Salma’s mother, Mrs. Adey is happy about her daughter’s access to secondary education. She says: “Save the Children is making the girls’ dreams come true. My daughter always thought of continuing her education even after we told her we couldn’t afford her fees. Because of your support, she is doing very well in school!”  Mrs Adey promises to keep Salma in school and says her previous mind-set about girls’ education was unjustified. 

Salma is one of the many girls in Northern Kenya who unlike boys, face diverse discrimination such as early and forced marriages, social isolation, poverty among other obstacles that hinder their access to education. 
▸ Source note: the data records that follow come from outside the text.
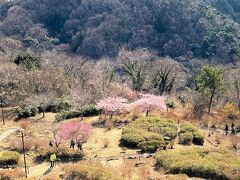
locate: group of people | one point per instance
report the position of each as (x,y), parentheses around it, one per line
(233,131)
(73,144)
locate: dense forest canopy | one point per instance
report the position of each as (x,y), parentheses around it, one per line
(204,29)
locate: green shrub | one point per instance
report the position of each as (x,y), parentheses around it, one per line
(198,139)
(62,153)
(131,139)
(88,172)
(9,158)
(148,129)
(186,138)
(88,110)
(217,164)
(26,112)
(29,61)
(187,127)
(10,174)
(190,132)
(171,104)
(152,145)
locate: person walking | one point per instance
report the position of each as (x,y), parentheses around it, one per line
(72,144)
(233,130)
(226,129)
(53,159)
(50,144)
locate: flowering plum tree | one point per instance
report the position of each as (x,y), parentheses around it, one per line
(77,131)
(113,105)
(148,103)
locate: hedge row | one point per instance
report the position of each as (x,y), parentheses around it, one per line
(88,110)
(200,163)
(62,153)
(28,111)
(89,172)
(148,133)
(189,134)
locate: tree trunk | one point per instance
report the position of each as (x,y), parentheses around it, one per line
(238,92)
(210,102)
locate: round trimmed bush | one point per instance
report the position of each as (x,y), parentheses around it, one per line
(198,139)
(186,138)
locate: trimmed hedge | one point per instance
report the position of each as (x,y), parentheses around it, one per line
(88,110)
(57,107)
(9,158)
(201,163)
(146,132)
(186,138)
(88,172)
(26,112)
(152,145)
(62,153)
(190,134)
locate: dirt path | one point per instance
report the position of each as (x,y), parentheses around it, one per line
(7,133)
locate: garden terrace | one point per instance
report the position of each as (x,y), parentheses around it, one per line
(148,133)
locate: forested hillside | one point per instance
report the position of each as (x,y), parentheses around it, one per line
(204,29)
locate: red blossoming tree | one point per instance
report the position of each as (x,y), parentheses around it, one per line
(112,105)
(148,103)
(77,131)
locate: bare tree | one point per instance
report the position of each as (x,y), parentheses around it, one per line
(167,75)
(134,64)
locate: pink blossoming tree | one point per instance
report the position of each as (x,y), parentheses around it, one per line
(148,103)
(77,131)
(112,105)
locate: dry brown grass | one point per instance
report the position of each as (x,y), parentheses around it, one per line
(106,143)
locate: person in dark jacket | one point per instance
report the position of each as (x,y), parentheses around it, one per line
(72,144)
(226,129)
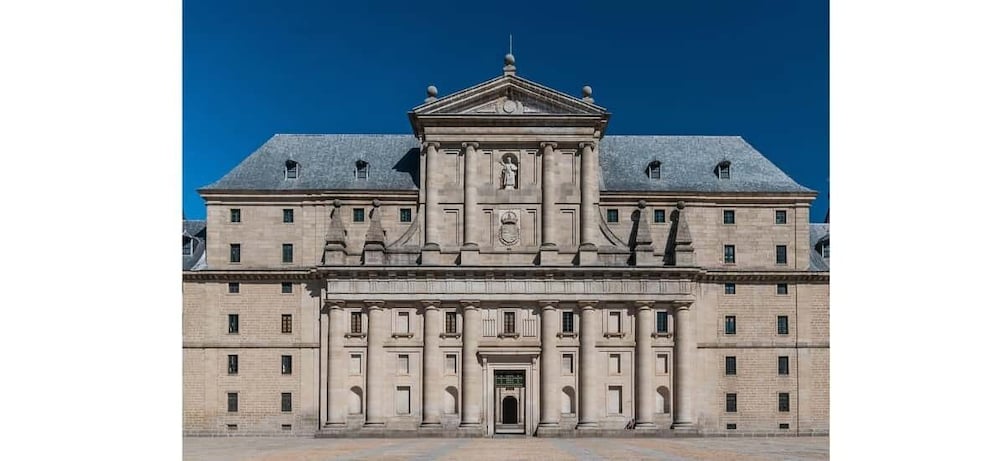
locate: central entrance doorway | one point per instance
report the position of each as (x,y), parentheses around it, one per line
(511,392)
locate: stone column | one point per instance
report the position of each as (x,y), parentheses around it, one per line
(470,189)
(431,365)
(589,364)
(431,212)
(589,198)
(644,364)
(471,371)
(376,334)
(683,389)
(551,409)
(336,406)
(548,190)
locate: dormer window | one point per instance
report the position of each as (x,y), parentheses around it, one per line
(362,170)
(652,171)
(723,170)
(292,170)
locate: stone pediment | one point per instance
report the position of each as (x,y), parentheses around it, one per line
(509,95)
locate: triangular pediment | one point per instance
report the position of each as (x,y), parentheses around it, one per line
(509,95)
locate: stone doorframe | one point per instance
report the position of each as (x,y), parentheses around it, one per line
(511,360)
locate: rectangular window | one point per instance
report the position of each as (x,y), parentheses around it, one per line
(612,215)
(780,217)
(403,400)
(659,216)
(614,364)
(730,254)
(450,366)
(662,324)
(783,324)
(731,403)
(356,364)
(401,322)
(356,322)
(729,217)
(568,323)
(403,364)
(614,400)
(509,322)
(451,322)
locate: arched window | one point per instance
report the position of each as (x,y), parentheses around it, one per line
(663,400)
(652,171)
(355,401)
(568,401)
(450,401)
(723,170)
(292,170)
(362,170)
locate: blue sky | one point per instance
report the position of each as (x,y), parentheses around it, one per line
(748,67)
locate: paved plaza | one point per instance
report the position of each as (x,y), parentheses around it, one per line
(712,448)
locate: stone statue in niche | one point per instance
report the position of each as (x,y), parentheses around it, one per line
(509,172)
(509,228)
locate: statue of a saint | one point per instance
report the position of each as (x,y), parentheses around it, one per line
(509,173)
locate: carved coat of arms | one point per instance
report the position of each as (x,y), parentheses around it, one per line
(509,228)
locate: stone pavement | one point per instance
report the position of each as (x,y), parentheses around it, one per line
(711,448)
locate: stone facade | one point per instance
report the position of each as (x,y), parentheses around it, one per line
(497,275)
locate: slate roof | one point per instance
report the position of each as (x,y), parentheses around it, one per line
(194,228)
(328,163)
(818,232)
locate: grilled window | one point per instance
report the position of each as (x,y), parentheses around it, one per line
(509,322)
(356,322)
(568,323)
(451,322)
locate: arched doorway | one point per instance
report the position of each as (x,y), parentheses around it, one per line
(510,410)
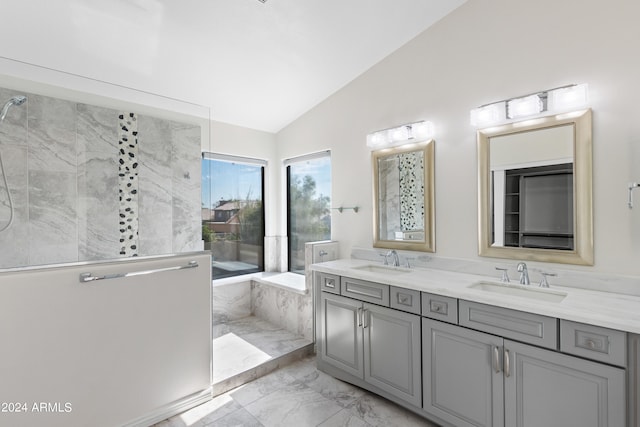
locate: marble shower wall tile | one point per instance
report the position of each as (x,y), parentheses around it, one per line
(98,230)
(186,184)
(53,217)
(52,166)
(52,134)
(283,308)
(62,166)
(14,241)
(231,302)
(155,186)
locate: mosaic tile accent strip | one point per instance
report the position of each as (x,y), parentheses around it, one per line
(411,186)
(128,183)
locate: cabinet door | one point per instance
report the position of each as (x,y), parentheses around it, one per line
(544,388)
(341,333)
(392,352)
(462,375)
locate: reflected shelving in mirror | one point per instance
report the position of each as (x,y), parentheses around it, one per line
(535,190)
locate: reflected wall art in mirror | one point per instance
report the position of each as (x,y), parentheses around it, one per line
(535,190)
(403,197)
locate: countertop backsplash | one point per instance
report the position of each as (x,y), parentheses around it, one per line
(629,285)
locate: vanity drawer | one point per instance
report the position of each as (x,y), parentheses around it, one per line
(328,282)
(440,308)
(593,342)
(376,293)
(517,325)
(404,299)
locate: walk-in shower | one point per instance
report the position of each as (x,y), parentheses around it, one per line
(16,100)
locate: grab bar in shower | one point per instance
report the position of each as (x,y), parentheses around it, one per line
(88,277)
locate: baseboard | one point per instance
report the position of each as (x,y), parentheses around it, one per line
(172,409)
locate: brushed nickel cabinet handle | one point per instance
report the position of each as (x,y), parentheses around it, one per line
(496,359)
(507,364)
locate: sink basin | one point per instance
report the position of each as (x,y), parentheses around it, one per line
(383,269)
(530,291)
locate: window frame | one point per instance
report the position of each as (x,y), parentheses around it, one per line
(263,164)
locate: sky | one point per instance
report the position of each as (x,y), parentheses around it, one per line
(229,180)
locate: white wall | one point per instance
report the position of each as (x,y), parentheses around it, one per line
(485,51)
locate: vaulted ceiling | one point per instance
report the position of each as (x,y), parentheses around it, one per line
(254,64)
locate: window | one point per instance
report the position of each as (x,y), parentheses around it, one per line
(308,204)
(233,214)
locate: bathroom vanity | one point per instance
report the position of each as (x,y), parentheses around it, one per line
(462,350)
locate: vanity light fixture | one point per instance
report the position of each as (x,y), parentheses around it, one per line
(557,100)
(411,132)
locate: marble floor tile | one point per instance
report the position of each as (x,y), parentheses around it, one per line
(246,344)
(297,395)
(293,405)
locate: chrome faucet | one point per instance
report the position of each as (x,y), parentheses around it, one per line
(524,274)
(396,258)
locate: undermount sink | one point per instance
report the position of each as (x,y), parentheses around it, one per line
(384,269)
(525,291)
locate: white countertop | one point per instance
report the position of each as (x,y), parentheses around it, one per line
(606,309)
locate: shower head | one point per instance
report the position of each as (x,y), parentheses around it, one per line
(16,100)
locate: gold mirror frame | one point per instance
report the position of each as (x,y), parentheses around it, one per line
(428,243)
(582,187)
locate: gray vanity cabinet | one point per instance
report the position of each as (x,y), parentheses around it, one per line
(463,384)
(545,388)
(472,378)
(376,344)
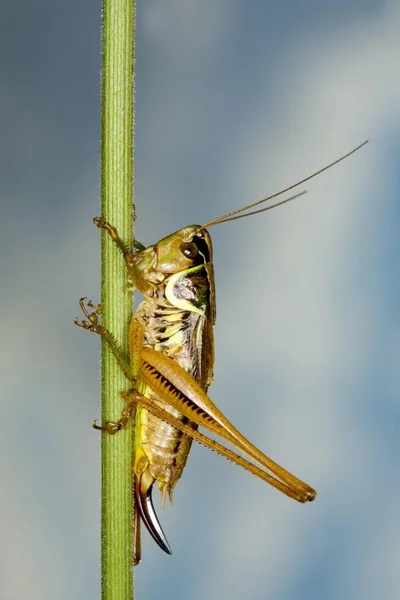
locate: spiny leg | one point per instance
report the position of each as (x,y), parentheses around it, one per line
(94,326)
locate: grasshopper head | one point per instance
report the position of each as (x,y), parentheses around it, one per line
(177,254)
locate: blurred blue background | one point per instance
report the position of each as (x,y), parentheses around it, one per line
(235,100)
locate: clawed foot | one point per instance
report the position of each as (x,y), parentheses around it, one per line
(92,324)
(110,427)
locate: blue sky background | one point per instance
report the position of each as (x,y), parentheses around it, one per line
(235,100)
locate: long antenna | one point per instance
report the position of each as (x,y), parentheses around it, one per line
(230,216)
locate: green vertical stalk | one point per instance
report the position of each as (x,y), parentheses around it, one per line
(117,121)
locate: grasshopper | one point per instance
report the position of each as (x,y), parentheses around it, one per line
(170,366)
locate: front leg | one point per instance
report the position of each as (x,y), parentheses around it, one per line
(93,325)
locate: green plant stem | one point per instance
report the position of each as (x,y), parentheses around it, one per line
(117,122)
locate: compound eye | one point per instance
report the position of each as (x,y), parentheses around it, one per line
(189,249)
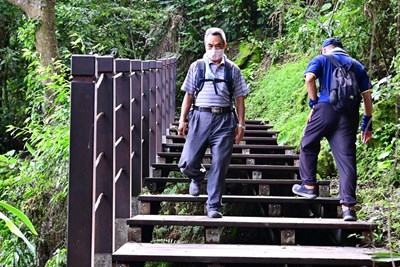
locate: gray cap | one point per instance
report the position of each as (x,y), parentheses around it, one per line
(213,31)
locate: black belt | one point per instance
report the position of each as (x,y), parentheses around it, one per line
(217,110)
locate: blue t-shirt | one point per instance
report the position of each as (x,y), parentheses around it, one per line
(323,69)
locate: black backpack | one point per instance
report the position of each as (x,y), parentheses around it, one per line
(201,74)
(345,95)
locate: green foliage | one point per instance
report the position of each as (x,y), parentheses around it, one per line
(280,98)
(13,228)
(30,181)
(108,27)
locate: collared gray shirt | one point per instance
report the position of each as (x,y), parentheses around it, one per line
(207,96)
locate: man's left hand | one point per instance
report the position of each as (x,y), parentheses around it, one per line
(366,136)
(239,135)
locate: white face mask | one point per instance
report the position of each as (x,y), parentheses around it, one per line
(215,54)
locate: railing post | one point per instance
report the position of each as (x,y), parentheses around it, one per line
(159,107)
(103,156)
(136,144)
(122,144)
(166,94)
(80,192)
(152,112)
(145,119)
(172,89)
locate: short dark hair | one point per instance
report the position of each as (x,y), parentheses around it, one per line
(332,41)
(215,31)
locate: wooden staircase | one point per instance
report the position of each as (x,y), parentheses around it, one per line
(264,224)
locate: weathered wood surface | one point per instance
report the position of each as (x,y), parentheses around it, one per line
(244,167)
(269,181)
(238,155)
(266,254)
(240,198)
(242,221)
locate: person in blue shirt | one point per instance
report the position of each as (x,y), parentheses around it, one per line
(340,129)
(213,121)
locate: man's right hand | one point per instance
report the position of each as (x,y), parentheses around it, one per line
(182,128)
(309,118)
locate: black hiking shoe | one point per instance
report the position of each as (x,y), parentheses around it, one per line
(301,190)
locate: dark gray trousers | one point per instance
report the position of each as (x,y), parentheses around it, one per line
(341,132)
(216,131)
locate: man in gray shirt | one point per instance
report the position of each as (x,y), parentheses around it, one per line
(213,121)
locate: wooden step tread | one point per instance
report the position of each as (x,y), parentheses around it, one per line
(242,146)
(241,221)
(238,155)
(248,125)
(245,138)
(240,198)
(224,253)
(252,132)
(174,166)
(269,181)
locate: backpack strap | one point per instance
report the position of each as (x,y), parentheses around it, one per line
(336,63)
(201,73)
(229,77)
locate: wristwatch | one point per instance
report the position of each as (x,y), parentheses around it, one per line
(242,126)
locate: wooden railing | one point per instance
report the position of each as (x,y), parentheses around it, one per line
(120,109)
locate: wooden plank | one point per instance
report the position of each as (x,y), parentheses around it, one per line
(174,129)
(244,146)
(232,181)
(260,127)
(242,221)
(240,155)
(240,198)
(245,138)
(244,167)
(265,254)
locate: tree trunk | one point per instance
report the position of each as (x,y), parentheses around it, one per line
(46,41)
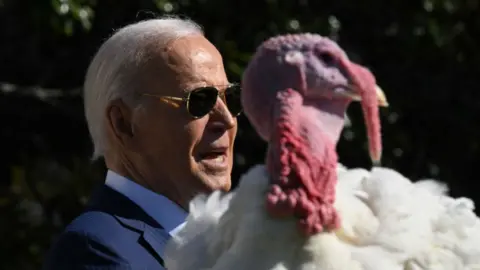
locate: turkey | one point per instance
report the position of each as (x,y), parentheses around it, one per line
(303,210)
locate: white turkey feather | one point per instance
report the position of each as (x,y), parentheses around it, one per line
(388,223)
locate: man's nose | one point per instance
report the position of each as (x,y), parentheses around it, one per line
(221,116)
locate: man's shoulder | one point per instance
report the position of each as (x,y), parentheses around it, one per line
(94,222)
(99,238)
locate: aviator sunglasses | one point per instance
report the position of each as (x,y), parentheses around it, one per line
(201,101)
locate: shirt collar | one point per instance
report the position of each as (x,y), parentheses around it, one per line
(165,212)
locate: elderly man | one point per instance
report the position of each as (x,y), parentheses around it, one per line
(162,113)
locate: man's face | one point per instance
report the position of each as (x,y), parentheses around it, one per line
(180,154)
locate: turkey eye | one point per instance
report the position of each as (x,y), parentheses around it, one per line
(326,58)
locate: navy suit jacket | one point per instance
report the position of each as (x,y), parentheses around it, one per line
(113,233)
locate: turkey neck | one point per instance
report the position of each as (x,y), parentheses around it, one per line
(302,162)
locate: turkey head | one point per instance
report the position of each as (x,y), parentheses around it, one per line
(296,90)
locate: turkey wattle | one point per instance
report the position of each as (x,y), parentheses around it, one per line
(303,210)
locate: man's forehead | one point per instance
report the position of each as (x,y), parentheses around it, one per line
(192,51)
(192,62)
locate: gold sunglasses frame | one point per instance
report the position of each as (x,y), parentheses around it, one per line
(174,101)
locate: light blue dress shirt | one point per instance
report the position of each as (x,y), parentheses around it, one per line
(165,212)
According to the area Assistant Chief Mr. Jibril Adan, Projects like DFID-funded AGI-K can improve and help many girls to further their education beyond primary level. “We need to educate our girls since educating a girl child helps to eradicate poverty at the household level,” says Adan.

Project information:

Adolescent girls in Kenya and in particular those from the North Eastern region face huge risks and vulnerabilities that affect their education status, health and general wellbeing.  

Save the Children through the DFID-funded AGI-K program is supporting 2,250 girls to access both primary and secondary education through conditional cash transfers as an incentive to the households, schools and girls to routinely attend school and transition to the next level of education. The program supports girls in school and those willing to join schools with school fees of up to Ksh 700 for girls in primary schools, Ksh 5,000 for those in secondary schools, Ksh 500 school incentives for the schools the girls are enrolled to. Schooling kits containing basic hygiene and education items are also provided to the girls whereas their parents (households’ heads) are provided with Ksh 3,000 per term. These cash transfers to the schools, girls and households heads are all paid conditional to enrolment and 80% attendance to school by the girls in a term. In addition to the cash transfers, the program also supports communities in 79 villages across Wajir County to identify the underlying root causes that lead to discrimination against girls, identify solutions and implement them to ensure that girls get equal access to education. 

The Program is being implemented by a consortium led by Population council in partnership with African population Health and research centre (APHRC), Plan International, Save the Children and Itad. Save the Children is the implementing agency in Wajir while Plan international is the implementing partner in Kibera slums within Nairobi County whereas Population Council, APHRC and Itad are the research partners.